Stingray Hits!
- Stingray Hits! logo
- Country: Canada, Australia
- Broadcast area: International
- Headquarters: Montreal, Quebec

Ownership
- Owner: Stingray Group
- Sister channels: PalmarèsADISQ par Stingray Stingray Lite TV

History
- Launched: February 22, 2018 (Belgium) June 6, 2018 (Canada) September 2nd 2025 (Australia)

Links
- Website: Stingray Hits!

= Stingray Hits! =

Stingray Hits is a Canadian French language music television channel owned by Stingray Group. The channel broadcasts music videos from pop, pop-rock, and dance hits primarily from current day's artists, along with past artists. The channel broadcasts in multiple languages depending on the country of operation, currently in French and Dutch.

In September 2025, Stingray Hits began broadcasting in Australia on the Fetch TV platform.

==History==
On February 21, 2018, Proximus announced that it had reached an agreement with Stingray Digital to launch Stingray Hits on Proximus' television service in Belgium with two channels, one in French and one in Dutch. Several months later, the channel launched in Canada in French on the Vidéotron service. Initially launched in high definition, the channel launched a standard definition feed later when it launched on Bell Fibe TV in August 2018. The launch of Stingray Hits! in Canada comes three years after the closure of bpm:tv, another channel dedicated to dance music, by its former owner Stornoway Communications.

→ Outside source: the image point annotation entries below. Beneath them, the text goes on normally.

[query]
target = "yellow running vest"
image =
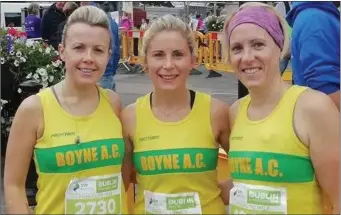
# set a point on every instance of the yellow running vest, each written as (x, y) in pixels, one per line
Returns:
(176, 162)
(270, 165)
(84, 177)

In March 2020, after initially operating as an exempted service in Canada, the CRTC approved a formal discretionary service license for Stingray Hits. Although submitted by Stingray as being a French-language service, the CRTC classified the channel as an English-language service due to a determination that only 40% of the channel's content (including music videos and spoken word content) was actually in French, however, the channel's on-air imaging and programming is still nominally presented in French. On June 2, 2021, the CRTC approved an application classifying the Canadian channel as a French language service, mandating at least 50% of the music videos broadcast on the channel be French.